Aklı başında dünya liderleri bir araya gelsinler, halim bir lider bulsunlar. Bütün bu kabalığı ortadan kaldıracak, insanları güzelliğe çekecek, mezhepleri kaldıracak; kaldıracak derken zorla değil, doğrusunu anlatarak, sevgiyi anlatan, dostluğu anlatan, merhameti anlatan, iyiliği, güzelliği anlatan ama sözü geçen, çok sevilen bir lider bulsunlar.
Dünya liderleri bu amaçla bir araya gelsin. Tayyip hocamız, Putin, Obama hepsi toplansınlar, Müslüman aleminin başına bir lider bulsunlar. Sevecen, makul, herkesin seveceği, dünya hırsı olmayan, hadislerde belirtildiği gibi evinden idare eden, makam mevki peşinde olmayan, siyaset adamı demiyorum, bir sevgi adamı, sevgi öğretmeni bulsunlar. Dünyaya sevgiyi öğretsin.

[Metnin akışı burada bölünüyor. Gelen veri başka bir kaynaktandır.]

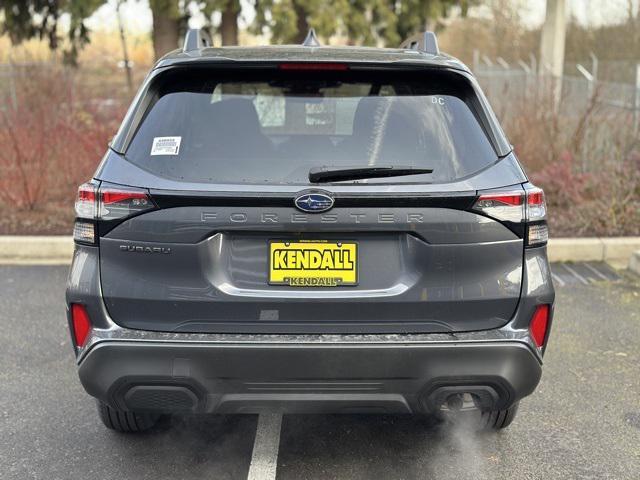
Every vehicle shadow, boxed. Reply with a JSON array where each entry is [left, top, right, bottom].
[[278, 415, 502, 480]]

Amerika samimi yaklaşıyor, sevecen yaklaşıyor, Türkiye samimi yaklaşıyor, İran samimi yaklaşıyor, Suriye’nin aklı başında insanları var, bir kişiyi seçsinler. Desinler ki, “Bu kişi hakikaten şefkatli, merhametli, herkesi iyiliğe davet eder, bir sevgi öğretmeni seçelim”.
Bu kişi siyasetçi değil, bir sevgi öğretmeni olacak. Dünya siyasetine kimse karışmıyor, siyasetçiler yapsın onu, o ayrı bir meslek. Siyaset siyasetçilerde kalsın, politika politikacılarda kalsın, onlar görevlerine devam etsinler ama böyle bir manevi liderin zuhuruna dünya muhtaç.
Sevgi öğretmenliği ayrı bir şeydir.
İnsanlara sevgiyi öğretecek bir sevgi öğretmeni seçecekler dünya çapında. O seçtikleri şahıs işte Mehdi’dir. Kaderde onu seçecekler, ikinci birini seçemezler. Onu seçtiklerinde ben de o kişiye tabi olacağım. Bütün dünya liderlerinin kalbine Allah ilham edecek, “Ona uyun” diyecek. Bu yüzden ikinci bir kişiyi seçemezler, yanlışlık olmaz korkmasınlar. Allah onlara yol gösterecek...
Diyorlar ki, “Ya yanlış bir adama gider de tabi olursak?” Öyle bir şey olmaz. O ne demektir? “Ben Allah’ın kontrolünün dışında hareket ediyorum” demek olur, haşa. Allah size ilham edecek, Obama’ya da, Başbakanımıza da, hepsine ilham edecek. Ve ediyor da, Allah kalplerine ilham ediyor.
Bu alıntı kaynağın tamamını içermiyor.